IX. The Prodigal
In horror, Galen climbed the mast as high as he could go.
It quickly slipped beneath the waves. He fought the undertow.
Then as the deadened ship went down, a living orca came
In black and white with fearsome maw. Somehow it seemed quite tame
Though wild and unpredictable, in nature so complete.
As it approached, it lowered first and nudged at Galen’s feet.
By faith, he clambered on its back and held its dorsal fin.
They swam out of the undertow that tried to pull him in.
His deadly ride with power coursed across the northern sea
And bore him toward a place of undisclosed identity.
They travelled on for many days and then for some days more
Until the orca shook him off and pushed him to the shore.
He recognized the rocky coast, the cottage walls in white,
The person gazing back at him with look of stern delight.
He had not seen that wizened face for seven years, at least.
From obligation to return he had not been released.
His misadventures of the past careened within his brain.
He’d seen enough of tragedy to drive some men insane,
And as he kneeled and fought the surf, now sadder, not yet wise,
An undetermined stare betrayed the fire behind his eyes.
The prophet eyed him carefully. “I know where you have been,
To take your vengeance on a beast with help of doubtful men.
There was no time to do this right the first time that you tried,
But you have failed. The Kraken lives, and you have nearly died.
“Despite your humble circumstance and passion long denied,
I see some future benefit. Now here you will abide
To grow in strength and courage and to train your faculties
To trust in unseen help and learn to calm these troubled seas.
“An unclean vessel drew you forth. A better drew you back,
Authentic in its name, supplied to give you what you lack.
I see you have sufficiently been baptized by the sea.
Instead of striking forth alone, you should have come to me.”

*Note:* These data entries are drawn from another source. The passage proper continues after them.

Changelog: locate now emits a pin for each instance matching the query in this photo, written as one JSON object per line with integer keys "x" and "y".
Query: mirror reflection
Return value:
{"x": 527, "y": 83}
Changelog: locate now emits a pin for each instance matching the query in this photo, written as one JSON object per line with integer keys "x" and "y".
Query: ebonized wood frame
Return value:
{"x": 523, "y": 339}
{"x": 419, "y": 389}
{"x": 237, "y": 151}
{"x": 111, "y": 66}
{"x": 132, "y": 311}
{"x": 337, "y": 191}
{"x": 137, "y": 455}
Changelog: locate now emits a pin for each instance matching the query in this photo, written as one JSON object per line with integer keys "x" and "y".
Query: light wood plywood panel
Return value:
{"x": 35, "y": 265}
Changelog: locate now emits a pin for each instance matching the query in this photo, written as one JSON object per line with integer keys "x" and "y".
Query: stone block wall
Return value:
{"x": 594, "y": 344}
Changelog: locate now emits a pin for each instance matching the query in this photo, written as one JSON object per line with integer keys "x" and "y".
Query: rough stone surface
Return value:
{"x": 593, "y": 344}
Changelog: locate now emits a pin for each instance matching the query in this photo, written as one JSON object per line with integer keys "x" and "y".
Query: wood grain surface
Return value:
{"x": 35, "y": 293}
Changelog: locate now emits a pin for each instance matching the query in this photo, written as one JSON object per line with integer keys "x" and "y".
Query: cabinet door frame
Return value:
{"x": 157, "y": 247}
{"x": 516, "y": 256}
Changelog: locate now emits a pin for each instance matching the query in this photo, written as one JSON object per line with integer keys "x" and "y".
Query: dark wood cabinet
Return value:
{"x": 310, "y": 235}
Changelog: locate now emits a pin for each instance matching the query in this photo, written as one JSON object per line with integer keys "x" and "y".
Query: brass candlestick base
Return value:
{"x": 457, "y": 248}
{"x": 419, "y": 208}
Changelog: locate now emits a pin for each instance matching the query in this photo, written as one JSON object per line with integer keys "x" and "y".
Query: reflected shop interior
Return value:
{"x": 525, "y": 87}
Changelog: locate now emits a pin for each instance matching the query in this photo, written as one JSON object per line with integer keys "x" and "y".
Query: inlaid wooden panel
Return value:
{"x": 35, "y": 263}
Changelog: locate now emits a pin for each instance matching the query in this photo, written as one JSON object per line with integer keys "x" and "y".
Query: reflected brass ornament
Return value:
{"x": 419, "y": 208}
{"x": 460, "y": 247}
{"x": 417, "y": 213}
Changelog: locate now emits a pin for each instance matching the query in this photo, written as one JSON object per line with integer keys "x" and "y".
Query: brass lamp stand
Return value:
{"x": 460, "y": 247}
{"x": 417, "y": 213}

The wayward man unsteadily arose to gain his feet,
Reluctantly, respectfully, his former friend to greet.
He stood and wavered, scarce could walk, not knowing what to say,
But there was peace between them both in fading light of day.
He staggered forward as a child, his elder within reach,
And longed to hear the principles that wiser men might teach.
Collapsing in the prophet’s arms, his vision now in doubt,
He managed but the faintest smile then groaned while passing out.